United States Steel Corp. has received approval from a Canadian court to separate its failing Canadian division, U.S. Steel Canada, and cut-off health-care benefits to retired workers.
When it filed for bankruptcy protection under the Companies' Creditors Arrangement Act last year, the Canadian branch had an operating loss of $2.4 billion on aggregate, or over $16 a share, the company said, and added that the unit represented about $1 billion of its consolidated employee-benefits liability as of June 30, 2014, the Wall Street Journal reported.
U.S. Steel will keep on providing services to the Canadian unit for two years, under the court-approved transition plan, but it will not be a bidder if there is another effort to sell the Canadian branch.
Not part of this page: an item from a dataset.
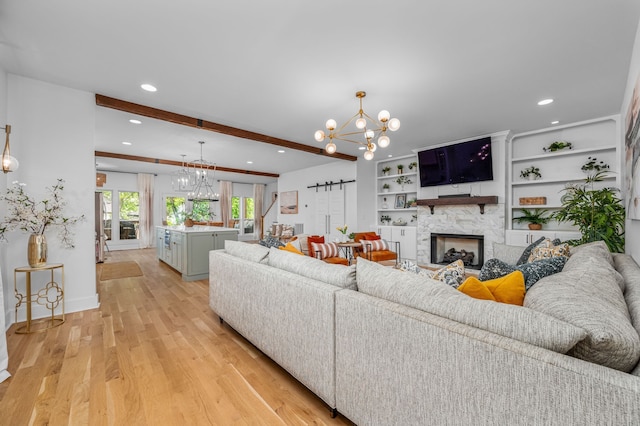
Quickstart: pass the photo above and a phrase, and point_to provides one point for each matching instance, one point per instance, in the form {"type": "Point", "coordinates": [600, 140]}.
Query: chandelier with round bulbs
{"type": "Point", "coordinates": [368, 128]}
An attempt to sell the company earlier this year was not successful.
In an online post, the steelworkers’ union said that it was working on alternatives to help the affected pensioners (more than 20,000). The Hamilton Spectator lists the ramifications of the rulings:
- Over 20,600 people are cut off from filing claims for prescriptions, dental work, vision care and other health benefits as of Oct. 9. The company will accept receipts dated up to then — until the end of the month.
- No change in regular pension payments. Retirees will continue to receive those cheques as they have in the past.
- Next year, USSC will be able to take a pass on millions of dollars in payment obligations to the fund from which pension payments are drawn. This will not immediately affect pension cheques to retirees, as there is adequate money to cover those costs for the near future; but the union says the drain is worrying for the longer term.
- USSC has been waived from paying municipal realty taxes to the city. It currently owes its final 2015 instalment of $1,447, 277.24. Next year, it will be spared $6 million in taxes.
- It has been also freed from paying taxes to Haldimand County, meaning that it can take a pass on more than $800,000 for its final payment of the year.